When I wrote essays as an undergraduate, I found I was still under the spell of my early formative writing experiences. In primary school, there was a kind of writing called ‘process writing’. My memory of this is that children were encouraged to not get it right, but get it written. It was extremely tolerant of ambiguity, which was quite good as it happens for my wobbly spelling. Incidentally, my spelling is still wobbly. (Indeed I just spelled incidentally with only one L)

My early essays, I often wrote a few hundred words or even a thousand words, then chucked away the first 500 and started the essay from the middle. The middle then became the beginning and I went on, having discarded the dross I had written to start with.

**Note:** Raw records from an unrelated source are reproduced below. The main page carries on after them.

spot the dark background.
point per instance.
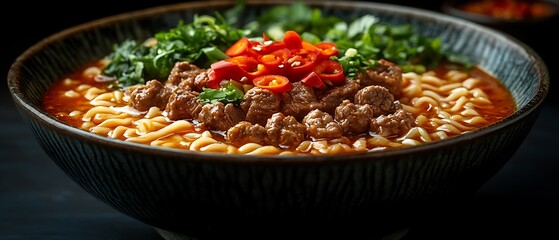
(37, 201)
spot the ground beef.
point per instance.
(183, 104)
(353, 118)
(245, 132)
(260, 104)
(321, 125)
(285, 130)
(299, 101)
(152, 94)
(218, 116)
(333, 97)
(378, 97)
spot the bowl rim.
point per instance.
(51, 122)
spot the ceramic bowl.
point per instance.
(190, 194)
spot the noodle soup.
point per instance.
(444, 103)
(280, 96)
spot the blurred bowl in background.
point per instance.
(525, 20)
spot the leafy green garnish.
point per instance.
(205, 40)
(227, 94)
(201, 42)
(372, 39)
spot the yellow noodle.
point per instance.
(178, 126)
(72, 94)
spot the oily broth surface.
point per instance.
(444, 103)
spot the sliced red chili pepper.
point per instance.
(268, 47)
(238, 48)
(258, 71)
(213, 81)
(274, 83)
(309, 46)
(292, 40)
(328, 49)
(245, 62)
(331, 71)
(313, 80)
(301, 63)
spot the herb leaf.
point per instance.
(227, 94)
(201, 42)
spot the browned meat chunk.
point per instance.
(386, 74)
(245, 132)
(153, 94)
(333, 97)
(285, 130)
(322, 125)
(354, 119)
(392, 124)
(218, 116)
(299, 101)
(259, 105)
(379, 98)
(183, 104)
(187, 74)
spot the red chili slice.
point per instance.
(301, 63)
(238, 48)
(274, 83)
(292, 40)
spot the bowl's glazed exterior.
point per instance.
(205, 195)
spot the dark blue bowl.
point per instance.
(206, 195)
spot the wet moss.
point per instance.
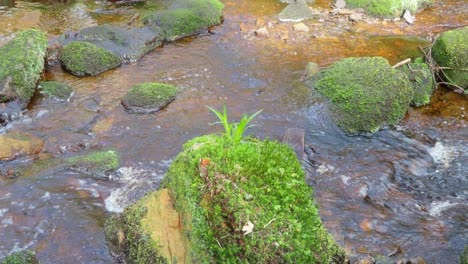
(21, 257)
(57, 90)
(389, 8)
(149, 97)
(421, 80)
(365, 93)
(185, 18)
(21, 65)
(451, 50)
(83, 58)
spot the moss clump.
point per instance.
(21, 65)
(57, 90)
(83, 58)
(365, 93)
(218, 188)
(149, 97)
(185, 18)
(420, 77)
(451, 50)
(98, 161)
(21, 257)
(389, 8)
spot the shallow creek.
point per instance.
(403, 187)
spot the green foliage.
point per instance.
(21, 65)
(220, 186)
(234, 131)
(365, 93)
(21, 257)
(83, 58)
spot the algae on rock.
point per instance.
(365, 93)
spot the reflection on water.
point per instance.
(402, 187)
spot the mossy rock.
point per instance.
(421, 80)
(57, 90)
(389, 8)
(365, 93)
(185, 18)
(451, 50)
(98, 162)
(21, 65)
(83, 58)
(149, 97)
(221, 190)
(21, 257)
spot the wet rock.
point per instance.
(13, 145)
(129, 44)
(185, 18)
(301, 27)
(451, 50)
(83, 58)
(365, 93)
(56, 90)
(296, 12)
(148, 97)
(262, 32)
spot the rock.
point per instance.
(148, 97)
(129, 44)
(13, 145)
(185, 18)
(83, 58)
(57, 90)
(408, 17)
(262, 32)
(451, 50)
(365, 93)
(296, 12)
(356, 17)
(301, 27)
(420, 78)
(21, 65)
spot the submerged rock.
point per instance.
(149, 97)
(451, 50)
(365, 93)
(232, 203)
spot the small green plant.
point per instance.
(234, 131)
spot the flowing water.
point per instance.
(404, 187)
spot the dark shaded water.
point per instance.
(402, 187)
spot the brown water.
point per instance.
(402, 187)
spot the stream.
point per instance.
(401, 189)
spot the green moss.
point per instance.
(451, 50)
(58, 90)
(365, 93)
(83, 58)
(149, 97)
(420, 77)
(21, 65)
(185, 18)
(98, 161)
(21, 257)
(389, 8)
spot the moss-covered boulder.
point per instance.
(21, 65)
(421, 80)
(148, 97)
(365, 93)
(450, 50)
(83, 58)
(389, 8)
(185, 18)
(57, 90)
(21, 257)
(236, 203)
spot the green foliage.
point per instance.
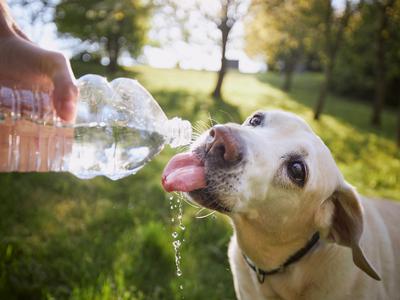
(355, 72)
(64, 238)
(114, 25)
(279, 30)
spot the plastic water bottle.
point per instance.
(118, 129)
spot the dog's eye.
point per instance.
(256, 120)
(297, 172)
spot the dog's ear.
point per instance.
(347, 225)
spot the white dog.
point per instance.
(301, 231)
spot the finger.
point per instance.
(65, 91)
(20, 33)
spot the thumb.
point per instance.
(65, 91)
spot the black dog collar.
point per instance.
(292, 259)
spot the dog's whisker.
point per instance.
(188, 201)
(206, 215)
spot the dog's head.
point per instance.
(273, 172)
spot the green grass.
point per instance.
(64, 238)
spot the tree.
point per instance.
(115, 26)
(279, 30)
(214, 20)
(331, 34)
(230, 13)
(383, 8)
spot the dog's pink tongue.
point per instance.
(184, 173)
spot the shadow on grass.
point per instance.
(353, 112)
(196, 107)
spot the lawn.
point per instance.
(64, 238)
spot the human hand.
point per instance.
(24, 62)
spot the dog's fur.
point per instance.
(273, 217)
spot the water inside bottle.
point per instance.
(113, 151)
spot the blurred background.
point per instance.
(334, 62)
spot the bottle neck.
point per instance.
(178, 132)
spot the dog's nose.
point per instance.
(224, 144)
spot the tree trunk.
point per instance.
(225, 29)
(217, 94)
(113, 49)
(288, 72)
(332, 47)
(380, 74)
(319, 106)
(398, 125)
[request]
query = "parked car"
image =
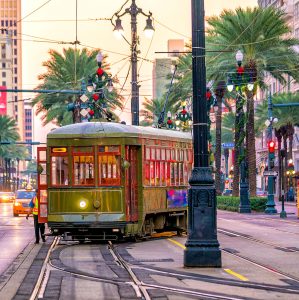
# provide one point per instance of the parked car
(7, 196)
(21, 203)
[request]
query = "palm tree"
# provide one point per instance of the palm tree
(66, 71)
(9, 152)
(262, 35)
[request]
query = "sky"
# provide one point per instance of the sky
(55, 22)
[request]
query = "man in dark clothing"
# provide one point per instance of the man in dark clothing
(38, 227)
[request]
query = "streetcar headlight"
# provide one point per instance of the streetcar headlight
(82, 204)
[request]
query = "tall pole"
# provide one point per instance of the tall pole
(134, 53)
(202, 246)
(270, 205)
(244, 206)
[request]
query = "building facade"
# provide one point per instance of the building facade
(11, 60)
(162, 67)
(291, 9)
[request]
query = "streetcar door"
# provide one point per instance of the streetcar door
(42, 184)
(132, 183)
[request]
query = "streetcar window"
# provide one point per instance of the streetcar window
(109, 169)
(153, 153)
(83, 170)
(162, 154)
(82, 149)
(147, 173)
(59, 170)
(109, 149)
(167, 154)
(147, 153)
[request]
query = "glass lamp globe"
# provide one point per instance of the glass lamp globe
(239, 56)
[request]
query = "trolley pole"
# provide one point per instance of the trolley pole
(202, 246)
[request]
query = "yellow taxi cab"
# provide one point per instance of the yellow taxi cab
(7, 197)
(21, 203)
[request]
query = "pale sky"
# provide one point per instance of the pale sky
(173, 21)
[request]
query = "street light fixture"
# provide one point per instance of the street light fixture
(133, 11)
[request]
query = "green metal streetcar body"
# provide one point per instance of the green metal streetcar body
(109, 180)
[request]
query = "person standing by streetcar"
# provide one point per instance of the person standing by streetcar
(39, 228)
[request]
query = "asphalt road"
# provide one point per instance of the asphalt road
(15, 234)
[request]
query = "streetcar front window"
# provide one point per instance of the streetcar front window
(84, 170)
(59, 170)
(83, 166)
(109, 165)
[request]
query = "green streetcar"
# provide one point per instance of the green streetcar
(109, 181)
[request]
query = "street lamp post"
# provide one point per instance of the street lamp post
(270, 205)
(244, 206)
(133, 11)
(202, 246)
(282, 155)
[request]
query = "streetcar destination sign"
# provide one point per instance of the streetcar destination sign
(270, 173)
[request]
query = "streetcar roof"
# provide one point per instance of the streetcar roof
(109, 129)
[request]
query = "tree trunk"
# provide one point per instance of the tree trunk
(250, 145)
(218, 145)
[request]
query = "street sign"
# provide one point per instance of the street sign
(228, 145)
(270, 173)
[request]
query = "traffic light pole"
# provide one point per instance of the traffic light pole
(270, 205)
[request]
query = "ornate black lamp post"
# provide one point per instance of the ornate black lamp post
(270, 205)
(238, 80)
(133, 11)
(202, 246)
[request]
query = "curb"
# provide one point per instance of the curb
(19, 280)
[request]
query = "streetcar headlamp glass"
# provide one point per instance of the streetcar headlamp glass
(82, 204)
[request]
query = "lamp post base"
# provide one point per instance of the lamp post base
(202, 247)
(201, 255)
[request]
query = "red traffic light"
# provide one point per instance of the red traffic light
(271, 146)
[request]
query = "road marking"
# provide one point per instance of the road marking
(239, 276)
(177, 243)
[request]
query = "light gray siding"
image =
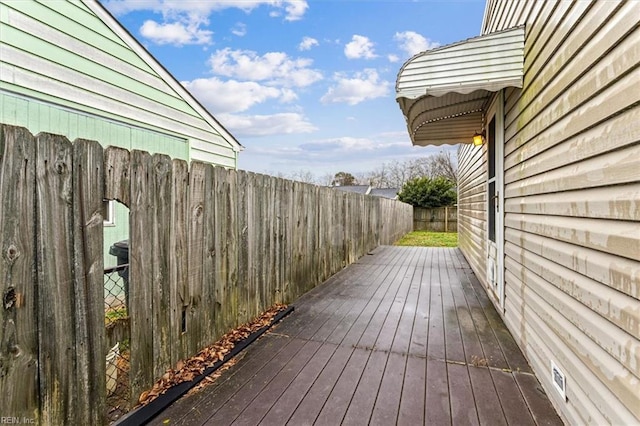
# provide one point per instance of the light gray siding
(472, 206)
(572, 202)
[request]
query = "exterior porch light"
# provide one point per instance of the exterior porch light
(478, 139)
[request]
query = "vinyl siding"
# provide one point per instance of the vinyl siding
(572, 202)
(472, 206)
(62, 53)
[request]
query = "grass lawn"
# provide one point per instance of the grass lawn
(429, 239)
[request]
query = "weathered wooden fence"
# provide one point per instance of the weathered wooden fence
(440, 219)
(209, 249)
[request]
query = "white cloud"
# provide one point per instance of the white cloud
(177, 33)
(360, 47)
(307, 43)
(239, 29)
(362, 86)
(265, 125)
(293, 9)
(233, 96)
(275, 67)
(412, 43)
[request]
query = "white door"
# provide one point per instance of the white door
(495, 197)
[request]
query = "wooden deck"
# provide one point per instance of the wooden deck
(404, 336)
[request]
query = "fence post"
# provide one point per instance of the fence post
(446, 219)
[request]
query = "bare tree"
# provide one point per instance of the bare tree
(344, 179)
(443, 165)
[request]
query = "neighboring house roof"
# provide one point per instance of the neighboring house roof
(360, 189)
(385, 192)
(443, 92)
(106, 16)
(75, 55)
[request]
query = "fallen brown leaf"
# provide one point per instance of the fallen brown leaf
(189, 369)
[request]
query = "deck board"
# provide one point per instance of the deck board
(404, 336)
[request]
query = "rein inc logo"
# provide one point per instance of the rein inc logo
(17, 420)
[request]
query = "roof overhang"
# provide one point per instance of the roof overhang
(444, 93)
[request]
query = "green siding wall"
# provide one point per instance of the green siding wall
(40, 117)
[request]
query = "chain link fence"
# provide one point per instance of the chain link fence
(116, 316)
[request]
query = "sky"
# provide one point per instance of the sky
(302, 85)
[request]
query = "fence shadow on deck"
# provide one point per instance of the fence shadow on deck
(209, 249)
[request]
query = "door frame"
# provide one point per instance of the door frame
(495, 269)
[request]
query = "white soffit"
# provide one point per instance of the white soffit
(443, 92)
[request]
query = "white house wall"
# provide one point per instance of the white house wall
(572, 202)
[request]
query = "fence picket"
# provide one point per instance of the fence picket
(161, 230)
(209, 249)
(141, 279)
(179, 259)
(196, 252)
(54, 201)
(88, 179)
(18, 320)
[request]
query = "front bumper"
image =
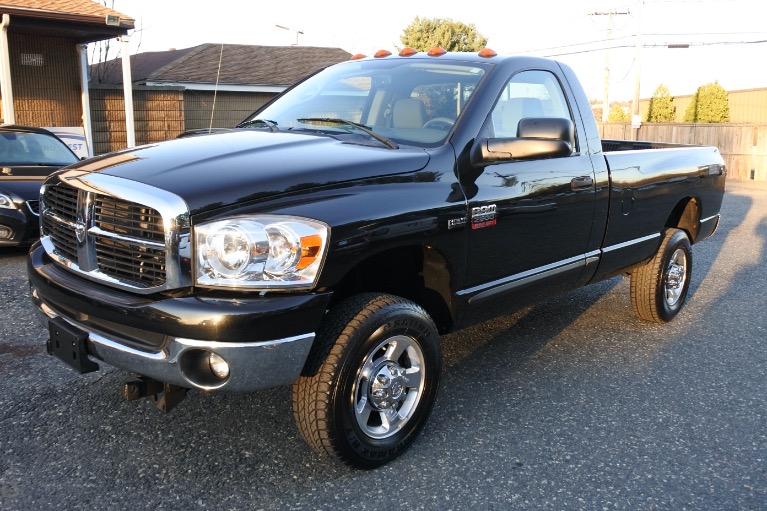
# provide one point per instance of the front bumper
(265, 340)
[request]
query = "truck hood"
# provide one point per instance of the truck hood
(208, 171)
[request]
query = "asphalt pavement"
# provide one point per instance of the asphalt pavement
(569, 404)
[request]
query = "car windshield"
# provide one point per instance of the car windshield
(413, 102)
(20, 148)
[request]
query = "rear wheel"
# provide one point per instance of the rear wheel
(659, 288)
(371, 382)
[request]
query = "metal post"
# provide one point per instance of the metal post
(636, 118)
(85, 98)
(6, 84)
(130, 125)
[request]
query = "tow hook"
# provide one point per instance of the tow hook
(166, 395)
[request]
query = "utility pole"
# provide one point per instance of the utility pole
(606, 96)
(636, 119)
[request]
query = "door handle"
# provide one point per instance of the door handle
(581, 183)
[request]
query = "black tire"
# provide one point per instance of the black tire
(659, 287)
(377, 358)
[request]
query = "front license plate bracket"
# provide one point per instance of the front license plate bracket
(69, 344)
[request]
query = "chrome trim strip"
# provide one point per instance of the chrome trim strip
(631, 242)
(505, 284)
(524, 275)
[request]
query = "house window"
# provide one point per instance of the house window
(31, 59)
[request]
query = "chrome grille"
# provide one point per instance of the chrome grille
(61, 201)
(34, 207)
(123, 242)
(128, 219)
(127, 256)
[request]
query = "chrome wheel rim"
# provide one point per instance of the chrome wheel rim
(676, 277)
(389, 386)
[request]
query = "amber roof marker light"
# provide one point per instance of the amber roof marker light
(436, 51)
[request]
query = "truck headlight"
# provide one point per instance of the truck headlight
(260, 252)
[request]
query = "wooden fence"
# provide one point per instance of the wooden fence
(743, 146)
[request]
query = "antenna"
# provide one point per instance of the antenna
(298, 32)
(215, 89)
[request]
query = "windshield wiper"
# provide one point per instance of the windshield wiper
(269, 124)
(388, 143)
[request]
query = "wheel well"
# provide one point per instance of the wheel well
(686, 216)
(419, 274)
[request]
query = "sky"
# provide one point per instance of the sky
(727, 38)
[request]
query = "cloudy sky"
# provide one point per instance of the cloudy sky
(727, 38)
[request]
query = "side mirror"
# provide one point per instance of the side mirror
(537, 138)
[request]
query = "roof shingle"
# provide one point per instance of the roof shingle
(86, 7)
(240, 65)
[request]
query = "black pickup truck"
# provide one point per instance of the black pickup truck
(331, 238)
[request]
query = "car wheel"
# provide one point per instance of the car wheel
(371, 381)
(659, 287)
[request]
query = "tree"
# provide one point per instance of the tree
(423, 34)
(708, 104)
(618, 114)
(661, 107)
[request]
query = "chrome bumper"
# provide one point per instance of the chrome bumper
(182, 361)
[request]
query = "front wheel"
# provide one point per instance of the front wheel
(371, 381)
(659, 287)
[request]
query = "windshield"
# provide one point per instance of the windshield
(34, 149)
(414, 102)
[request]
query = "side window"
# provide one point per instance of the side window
(528, 94)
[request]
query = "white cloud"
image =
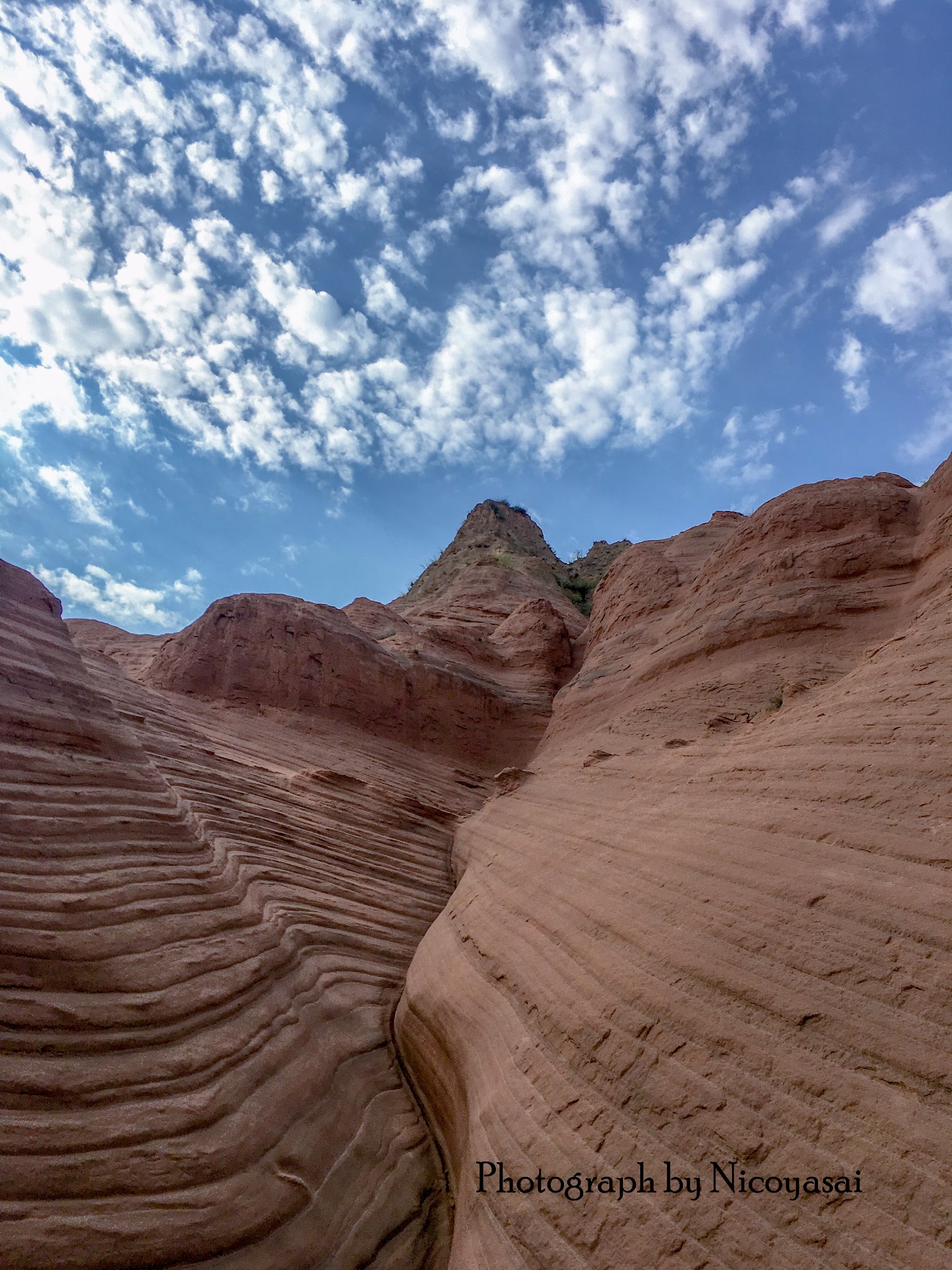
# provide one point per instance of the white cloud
(907, 275)
(455, 127)
(69, 486)
(743, 460)
(40, 393)
(843, 221)
(123, 602)
(851, 362)
(152, 117)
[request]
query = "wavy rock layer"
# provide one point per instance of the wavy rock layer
(207, 915)
(714, 923)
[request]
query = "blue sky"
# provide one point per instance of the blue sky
(287, 286)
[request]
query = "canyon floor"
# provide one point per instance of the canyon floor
(309, 916)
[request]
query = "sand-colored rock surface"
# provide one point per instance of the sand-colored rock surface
(207, 915)
(715, 923)
(707, 918)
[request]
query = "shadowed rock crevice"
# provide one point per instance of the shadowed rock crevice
(702, 917)
(714, 923)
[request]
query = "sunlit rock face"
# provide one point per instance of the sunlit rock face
(712, 925)
(310, 916)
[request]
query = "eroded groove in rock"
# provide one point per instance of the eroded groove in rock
(714, 923)
(207, 918)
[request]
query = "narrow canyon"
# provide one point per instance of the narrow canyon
(307, 915)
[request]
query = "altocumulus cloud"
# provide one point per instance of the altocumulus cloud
(121, 601)
(196, 249)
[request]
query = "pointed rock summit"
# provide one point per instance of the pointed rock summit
(496, 536)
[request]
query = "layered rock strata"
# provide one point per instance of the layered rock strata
(207, 915)
(714, 921)
(706, 920)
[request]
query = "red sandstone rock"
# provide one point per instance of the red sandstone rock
(710, 922)
(685, 944)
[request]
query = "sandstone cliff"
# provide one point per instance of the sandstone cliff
(705, 917)
(714, 923)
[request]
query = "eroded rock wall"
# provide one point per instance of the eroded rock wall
(207, 915)
(714, 923)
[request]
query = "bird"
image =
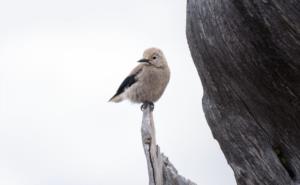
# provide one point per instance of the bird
(147, 81)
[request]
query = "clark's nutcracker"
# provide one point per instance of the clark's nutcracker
(147, 81)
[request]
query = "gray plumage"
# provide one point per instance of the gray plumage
(147, 81)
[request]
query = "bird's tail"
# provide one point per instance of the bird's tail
(116, 98)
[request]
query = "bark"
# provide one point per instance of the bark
(160, 169)
(247, 55)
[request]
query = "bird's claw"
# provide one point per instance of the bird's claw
(146, 104)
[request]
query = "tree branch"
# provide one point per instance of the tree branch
(160, 169)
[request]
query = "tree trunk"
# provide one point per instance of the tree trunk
(247, 54)
(160, 169)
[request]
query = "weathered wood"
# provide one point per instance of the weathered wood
(247, 54)
(160, 169)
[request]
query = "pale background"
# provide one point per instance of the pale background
(61, 60)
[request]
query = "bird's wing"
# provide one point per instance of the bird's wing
(127, 82)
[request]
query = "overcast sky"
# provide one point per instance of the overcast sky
(61, 60)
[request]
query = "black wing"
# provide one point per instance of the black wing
(125, 84)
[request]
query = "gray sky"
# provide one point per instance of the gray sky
(61, 60)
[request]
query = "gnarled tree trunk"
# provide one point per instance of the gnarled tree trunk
(247, 54)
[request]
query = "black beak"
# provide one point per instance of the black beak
(144, 61)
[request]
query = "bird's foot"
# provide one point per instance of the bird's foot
(146, 104)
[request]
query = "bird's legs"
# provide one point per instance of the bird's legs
(146, 104)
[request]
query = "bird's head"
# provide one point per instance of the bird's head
(155, 57)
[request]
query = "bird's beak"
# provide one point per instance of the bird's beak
(144, 61)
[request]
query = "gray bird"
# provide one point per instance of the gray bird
(147, 81)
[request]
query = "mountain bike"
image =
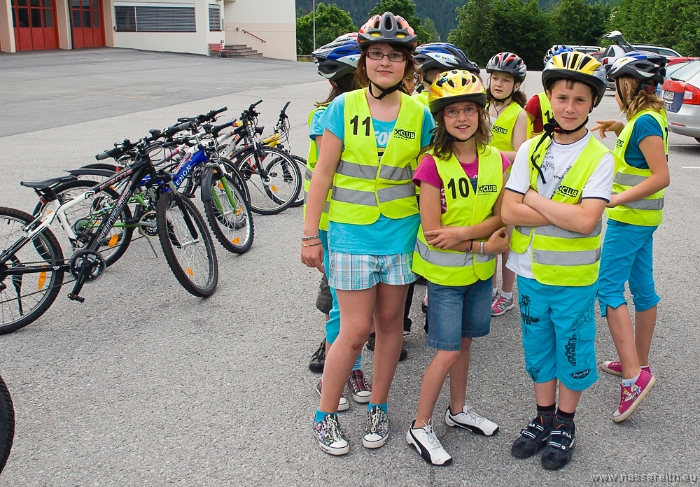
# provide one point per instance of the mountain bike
(32, 265)
(7, 424)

As it is already really late, I have no time, tonight, to edit. Like NaNoWriMo this post is about word count and getting it written. This post was to be about ‘the dignity of risk’ and about mud. Two topics that were conversations over dinner. The dignity of risk is about being allowed to make mistakes and undertake risk in your engagement with life’s experiences, and the mud is about demonstrating what you are made of; in spite of those who think you will be undone by being made the wade through a few meters of knee deep clay.

Rather than throw out the beginning and start again, molding the clay into a story, I have to stop. It’s late and tomorrow I have to get up and convince myself yet again, that not every day is a fight to the death.